We are probably not going to wake up tomorrow in “The Handmaid's Tale.” But this plan represents a decisive movement away from the liberty and the democracy that is the promise of America, towards as the plan says, the Conservative “Promise to America” in which a centralized tribalistic elite are not serving the people, but rather are engineering the country to fit their purpose and ideals.
News Highlights
👍 Lizelle Gonzalez’s lawsuit against a Texas sheriff and prosecutors can proceed. Gonzalez was held for two days on murder charges for a self-managed abortion. Even though the prosecutor later said the charge was a mistake, her case is a critical reminder of what is possible with abortion and pregnancy is criminalized.

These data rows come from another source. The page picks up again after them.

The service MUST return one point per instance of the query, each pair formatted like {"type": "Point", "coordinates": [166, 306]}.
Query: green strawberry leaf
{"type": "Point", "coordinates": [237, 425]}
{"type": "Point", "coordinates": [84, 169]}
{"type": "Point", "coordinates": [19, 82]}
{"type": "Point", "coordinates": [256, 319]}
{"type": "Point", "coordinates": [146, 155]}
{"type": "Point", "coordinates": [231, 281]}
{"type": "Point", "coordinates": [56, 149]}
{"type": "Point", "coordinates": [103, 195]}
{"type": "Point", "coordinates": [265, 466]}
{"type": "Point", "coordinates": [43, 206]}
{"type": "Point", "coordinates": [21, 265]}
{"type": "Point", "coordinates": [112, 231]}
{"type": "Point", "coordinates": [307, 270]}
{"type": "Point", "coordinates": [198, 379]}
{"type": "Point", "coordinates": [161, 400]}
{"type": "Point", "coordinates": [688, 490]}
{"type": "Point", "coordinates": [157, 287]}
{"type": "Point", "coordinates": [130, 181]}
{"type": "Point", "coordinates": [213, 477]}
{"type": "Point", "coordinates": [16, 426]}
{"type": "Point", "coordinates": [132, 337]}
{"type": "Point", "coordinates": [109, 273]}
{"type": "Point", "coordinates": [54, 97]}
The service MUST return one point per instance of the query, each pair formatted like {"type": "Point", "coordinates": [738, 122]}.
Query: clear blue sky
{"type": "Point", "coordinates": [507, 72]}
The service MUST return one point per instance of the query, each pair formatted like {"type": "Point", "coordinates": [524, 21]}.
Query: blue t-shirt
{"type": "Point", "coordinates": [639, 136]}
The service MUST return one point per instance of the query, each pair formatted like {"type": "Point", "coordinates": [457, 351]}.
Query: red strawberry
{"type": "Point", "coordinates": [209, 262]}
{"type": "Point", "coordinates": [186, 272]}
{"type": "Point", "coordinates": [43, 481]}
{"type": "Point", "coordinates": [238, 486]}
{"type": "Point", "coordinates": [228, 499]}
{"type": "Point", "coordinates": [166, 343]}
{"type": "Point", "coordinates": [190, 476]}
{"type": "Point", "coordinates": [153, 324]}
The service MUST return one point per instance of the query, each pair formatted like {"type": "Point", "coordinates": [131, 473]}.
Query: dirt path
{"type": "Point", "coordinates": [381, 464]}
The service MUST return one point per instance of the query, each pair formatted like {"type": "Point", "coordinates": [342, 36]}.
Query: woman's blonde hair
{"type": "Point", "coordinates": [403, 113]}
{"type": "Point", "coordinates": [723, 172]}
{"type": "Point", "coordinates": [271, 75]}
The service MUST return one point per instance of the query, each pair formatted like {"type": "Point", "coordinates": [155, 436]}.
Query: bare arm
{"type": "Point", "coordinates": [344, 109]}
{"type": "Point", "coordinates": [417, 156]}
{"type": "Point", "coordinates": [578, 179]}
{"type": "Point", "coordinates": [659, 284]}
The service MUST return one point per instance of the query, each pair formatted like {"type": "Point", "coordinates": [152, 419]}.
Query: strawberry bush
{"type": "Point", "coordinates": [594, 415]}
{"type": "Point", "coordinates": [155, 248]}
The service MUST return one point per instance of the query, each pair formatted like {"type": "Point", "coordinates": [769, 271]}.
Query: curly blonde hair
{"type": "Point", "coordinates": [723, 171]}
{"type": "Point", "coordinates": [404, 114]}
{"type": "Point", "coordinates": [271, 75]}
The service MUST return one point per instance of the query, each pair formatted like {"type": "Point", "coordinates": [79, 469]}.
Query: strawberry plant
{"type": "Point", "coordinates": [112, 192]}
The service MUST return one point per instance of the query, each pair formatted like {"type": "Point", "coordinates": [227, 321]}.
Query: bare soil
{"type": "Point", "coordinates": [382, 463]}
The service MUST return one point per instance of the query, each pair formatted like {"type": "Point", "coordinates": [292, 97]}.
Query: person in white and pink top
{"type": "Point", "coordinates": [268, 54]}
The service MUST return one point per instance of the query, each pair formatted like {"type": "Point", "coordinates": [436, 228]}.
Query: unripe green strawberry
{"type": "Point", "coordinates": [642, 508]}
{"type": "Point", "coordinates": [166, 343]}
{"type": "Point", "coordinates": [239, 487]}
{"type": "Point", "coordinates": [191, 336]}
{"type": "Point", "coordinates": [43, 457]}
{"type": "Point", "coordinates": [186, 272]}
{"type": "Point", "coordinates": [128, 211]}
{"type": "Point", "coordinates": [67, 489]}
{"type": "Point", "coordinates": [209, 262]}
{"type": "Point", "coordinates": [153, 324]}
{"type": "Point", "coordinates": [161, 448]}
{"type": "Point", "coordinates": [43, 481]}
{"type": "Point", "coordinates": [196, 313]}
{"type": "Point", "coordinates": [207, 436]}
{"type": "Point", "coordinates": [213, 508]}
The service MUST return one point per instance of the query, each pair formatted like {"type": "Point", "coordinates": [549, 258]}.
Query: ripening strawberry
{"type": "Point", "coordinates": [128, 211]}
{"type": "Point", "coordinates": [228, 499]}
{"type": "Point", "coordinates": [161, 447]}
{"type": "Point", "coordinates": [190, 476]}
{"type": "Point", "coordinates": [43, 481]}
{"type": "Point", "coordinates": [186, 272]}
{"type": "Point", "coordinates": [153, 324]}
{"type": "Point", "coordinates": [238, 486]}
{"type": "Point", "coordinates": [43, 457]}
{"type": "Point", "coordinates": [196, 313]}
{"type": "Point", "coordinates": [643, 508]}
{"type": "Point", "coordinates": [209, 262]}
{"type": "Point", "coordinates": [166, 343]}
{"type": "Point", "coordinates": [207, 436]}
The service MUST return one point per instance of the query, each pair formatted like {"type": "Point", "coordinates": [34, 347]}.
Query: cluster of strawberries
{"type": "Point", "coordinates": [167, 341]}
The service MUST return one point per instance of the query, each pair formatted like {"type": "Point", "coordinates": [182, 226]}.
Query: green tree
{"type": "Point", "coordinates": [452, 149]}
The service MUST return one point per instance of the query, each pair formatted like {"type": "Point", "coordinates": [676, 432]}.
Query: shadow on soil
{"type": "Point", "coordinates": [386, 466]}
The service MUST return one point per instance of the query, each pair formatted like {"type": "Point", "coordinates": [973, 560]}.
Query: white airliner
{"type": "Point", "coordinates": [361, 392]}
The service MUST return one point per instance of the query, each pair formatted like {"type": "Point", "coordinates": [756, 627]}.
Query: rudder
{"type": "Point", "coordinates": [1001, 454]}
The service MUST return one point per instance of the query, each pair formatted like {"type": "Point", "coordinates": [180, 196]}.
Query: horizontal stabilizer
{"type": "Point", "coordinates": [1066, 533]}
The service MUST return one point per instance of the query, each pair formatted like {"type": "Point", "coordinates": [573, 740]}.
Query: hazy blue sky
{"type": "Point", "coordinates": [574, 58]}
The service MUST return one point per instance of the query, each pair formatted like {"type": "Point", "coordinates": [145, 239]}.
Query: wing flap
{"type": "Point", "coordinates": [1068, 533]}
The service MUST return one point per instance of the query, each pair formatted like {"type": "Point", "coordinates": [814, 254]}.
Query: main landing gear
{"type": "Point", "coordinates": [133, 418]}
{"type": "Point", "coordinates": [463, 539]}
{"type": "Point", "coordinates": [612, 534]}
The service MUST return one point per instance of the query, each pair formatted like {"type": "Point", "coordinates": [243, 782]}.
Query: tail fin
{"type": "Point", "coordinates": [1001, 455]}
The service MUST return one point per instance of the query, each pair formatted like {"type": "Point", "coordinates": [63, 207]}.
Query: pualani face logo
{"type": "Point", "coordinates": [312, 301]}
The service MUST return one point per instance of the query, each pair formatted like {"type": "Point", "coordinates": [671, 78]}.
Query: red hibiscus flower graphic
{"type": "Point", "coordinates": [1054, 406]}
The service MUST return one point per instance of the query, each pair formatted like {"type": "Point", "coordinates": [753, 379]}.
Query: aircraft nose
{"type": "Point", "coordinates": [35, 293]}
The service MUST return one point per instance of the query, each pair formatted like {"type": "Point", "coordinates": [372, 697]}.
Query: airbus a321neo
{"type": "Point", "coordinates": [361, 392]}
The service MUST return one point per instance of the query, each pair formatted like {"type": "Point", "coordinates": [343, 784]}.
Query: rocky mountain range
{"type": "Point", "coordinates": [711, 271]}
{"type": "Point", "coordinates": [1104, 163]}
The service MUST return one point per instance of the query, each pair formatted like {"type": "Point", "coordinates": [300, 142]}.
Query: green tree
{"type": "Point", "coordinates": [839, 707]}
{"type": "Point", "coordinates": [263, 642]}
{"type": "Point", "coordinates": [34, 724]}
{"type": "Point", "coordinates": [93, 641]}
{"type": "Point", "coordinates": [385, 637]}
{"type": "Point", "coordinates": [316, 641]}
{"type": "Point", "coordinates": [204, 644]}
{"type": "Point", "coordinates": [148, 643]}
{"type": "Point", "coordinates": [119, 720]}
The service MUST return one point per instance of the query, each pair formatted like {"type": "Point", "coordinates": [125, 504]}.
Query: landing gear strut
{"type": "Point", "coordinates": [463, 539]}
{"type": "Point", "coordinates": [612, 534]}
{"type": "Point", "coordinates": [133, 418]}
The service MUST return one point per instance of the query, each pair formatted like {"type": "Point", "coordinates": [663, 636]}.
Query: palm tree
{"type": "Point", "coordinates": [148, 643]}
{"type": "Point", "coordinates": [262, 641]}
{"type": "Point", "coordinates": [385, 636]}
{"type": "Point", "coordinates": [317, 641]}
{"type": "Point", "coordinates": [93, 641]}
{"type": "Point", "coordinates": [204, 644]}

👍 Abortion in Utah remains legal until about 18 weeks after the Supreme Court ruled the state’s all-out ban should stay on hold until a lower court can rule on its constitutionality. Now at least one legislator is pushing for a special session to vote on a four to six-week ban.
👍 A woman who was denied an emergency abortion two years ago is suing one of the health systems that turned her away. As usual, I don’t like what happened to her and the hospital is the accused here even though they aren’t directly responsible for the laws. But, the more people who take their case to court the better.
👎Iowa’s abortion ban went into effect on Monday, making it one of four states that bans abortion after 4-6 weeks.
👍 The wrongful death suit that sparked an IVF crisis in Alabama this spring is over. The couple dropped the suit this week.
👎In North Carolina a federal judge rejected a vague requirement that doctors document the location of a pregnancy before prescribing abortion pills. The requirement created medically unnecessary barriers to access. However, the judge upheld a requirement that abortions after about 12 weeks be performed in hospitals. This is already past the recommended period for medication abortion, but it does narrow and complicate access by eliminating clinics as an option for routine abortion procedures.
👎Nebraska ~12-week ban is here to stay. The state’s Supreme Court upheld the law this week, rejecting a “single subject” challenge. Nebraska, and a number of other states, require that individual bills address only one policy subject. In this case, the court ruled that since both abortion and transgender care involve medical procedures the legislation constitutes a single subject.
👎Texas is suing the Biden administration in an effort to prevent teens from getting birth control and related confidential care without parental consent.
😑The final three individuals in the 2021 blockade of a Tennessee clinic were sentenced to three years probation. The organizers of the blockade previously received sentences from 6 months in prison to three years of supervised release.
😑 In a separate case, a woman received over three years in prison for interfering with the operation of a health center in NYC using threats and violence.